Exploded View: Bill Viola’s I Do Not Know What It Is I Am Like
By Chuck Stephens
“Once I spent a dark afternoon in a sleazy Manhattan cafeteria, drowning (or amplifying) my sorrows in black coffees. After this grim affair, I trudged out onto the street only to be met by a wild-eyed disheveled character yelling at everyone who was crossing the street towards him. As I got close enough, I could hear what he was saying. He would point at passers-by, staring them in the eye, and yell, ‘Yes, but do you know what you really look like?’”—Bill Viola, Sight Unseen: Enlightened Squirrels and Fatal Experiments, 1982, revised 1998
Has onetime trailblazing “video artist” of the ’70/’80s and now Major International Museum-Ready Installation Master Bill Viola lapsed permanently from the former into the latter in the cultural memories and current reckonings of cinephiles presently at play? It’s a question well worth asking: just how is Viola’s foundational motion-media-making legacy—and in particular, his feature-length 1986 masterpiece I Do Not Know What It Is I Am Like—seen today, if at all? Is it ever even shown? Has it ever been shown as, like, you know, a film? How many of us even own a copy of the DVD? Exactly. And even if you do (and one might: it’s available online for around $30 US), do you consider playing it as often as you might Cronenberg’s The Fly or Lynch’s Blue Velvet or Mann’s Manhunter, to mention just three commercial moviehouse contemporaries of Viola’s rather more rarified but no less dazzling, no less surrealist-attuned, no less thrill-filled tour de force? Has anyone ever considered Viola’s self-described “personal investigation of the inner states and connections to animal consciousness we all carry within” in terms of 1986-85 cinema from anywhere? Alongside Oshima’s Max, Mon Amour, perhaps, or Greenaway’s A Zed and Two Noughts or Rohmer’s Le rayon vert? The sound of crickets that we’re hearing can be found here and there throughout the zoological-epistemological crevices and fly-covered corpse-canvasses of IDNKWIIIAL as well.
A constantly self-disrupting road movie over purposefully glitch-scarred surfaces of mind and soul, IDNKWIIIAL concerns the ways we go looking for ourselves no matter where we travel, and the smell of rotting flesh that often seems to haunt wherever we roam. Think of it as Oliver Stone’s Salvador (1986) told another way. The invaluable Manhattan distributor Electronic Arts Intermix describes IDNKWIIIAL as “an epic quest for transcendence and self-knowledge… through an awareness of the Other, embodied…by a shamanistic vision of animal consciousness.” Indeed, much of the video involves incantation and interspecies staring, if never exactly sharing: Viola focuses his then-state-of-the-art video gear on the eyes of myriad birds, beasts, and fish, only to find himself blankly, if often brilliantly, mirrored back. The dazzling confluences that IDNKWIIIAL develops between everything from the aquarium in Orson Welles’ The Lady from Shanghai (1947) to the mirror in Jan van Eyck’s portrait of the Arnofini wedding are culture-cosmic, even as my favourite episode remains more materially bound. It involves a bison with which Viola spends some time on a sun-curved plain: Viola’s camera patiently stares at the bison, the bison gazes dully back…then impassively vents an enormous draught of piss into the grass.
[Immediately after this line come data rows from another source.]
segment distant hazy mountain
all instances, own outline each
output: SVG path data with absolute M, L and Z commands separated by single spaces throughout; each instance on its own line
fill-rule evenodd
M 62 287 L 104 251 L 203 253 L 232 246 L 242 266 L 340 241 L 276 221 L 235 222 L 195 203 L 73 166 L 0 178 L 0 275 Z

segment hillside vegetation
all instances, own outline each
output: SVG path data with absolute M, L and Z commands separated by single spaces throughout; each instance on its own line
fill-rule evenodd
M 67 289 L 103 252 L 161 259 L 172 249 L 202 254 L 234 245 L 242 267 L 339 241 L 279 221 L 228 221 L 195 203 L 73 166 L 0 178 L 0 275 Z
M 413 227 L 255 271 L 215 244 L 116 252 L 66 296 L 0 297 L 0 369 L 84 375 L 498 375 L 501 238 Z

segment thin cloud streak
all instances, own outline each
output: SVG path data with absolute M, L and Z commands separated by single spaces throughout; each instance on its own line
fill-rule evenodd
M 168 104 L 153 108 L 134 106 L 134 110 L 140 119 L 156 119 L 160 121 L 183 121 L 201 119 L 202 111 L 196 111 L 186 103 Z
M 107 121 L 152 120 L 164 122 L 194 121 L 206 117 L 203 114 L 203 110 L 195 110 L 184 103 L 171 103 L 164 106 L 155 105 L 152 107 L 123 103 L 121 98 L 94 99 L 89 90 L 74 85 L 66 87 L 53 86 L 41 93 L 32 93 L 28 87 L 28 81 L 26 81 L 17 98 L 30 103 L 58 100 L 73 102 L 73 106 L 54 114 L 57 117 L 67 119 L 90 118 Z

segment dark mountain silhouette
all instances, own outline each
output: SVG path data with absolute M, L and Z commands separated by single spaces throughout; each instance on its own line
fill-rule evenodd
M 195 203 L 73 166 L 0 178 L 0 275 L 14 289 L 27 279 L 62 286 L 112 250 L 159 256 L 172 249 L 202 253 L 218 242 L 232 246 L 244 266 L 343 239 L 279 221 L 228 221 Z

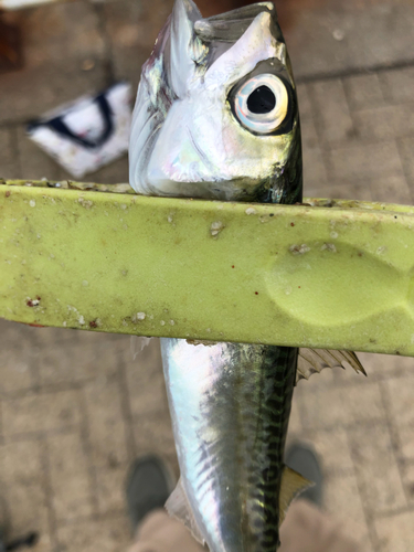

Staring and staring back: there are synonymies with Chris Marker’s work everywhere in Viola’s film. Sympathies with David Lynch as well, were one to look. (Forget foraging once again through Part Eight; apply Dr. Amp’s shovel here.) Birds are central to this equation, owls especially. Viola’s attention to the most extreme of aviary countenances (the variously sublime and scrotal faces of emus, hornbills, condors) often begs the careful commentary of an ornithologist, but his signatory focus remains on that fabled bird of knowledge in whose (hoo’s, get it?) eye the artist once again hopes to recognize himself.
“Yes, but do you know what you really look like?” the owl instead inquires of Viola, for the owl is not what it sees.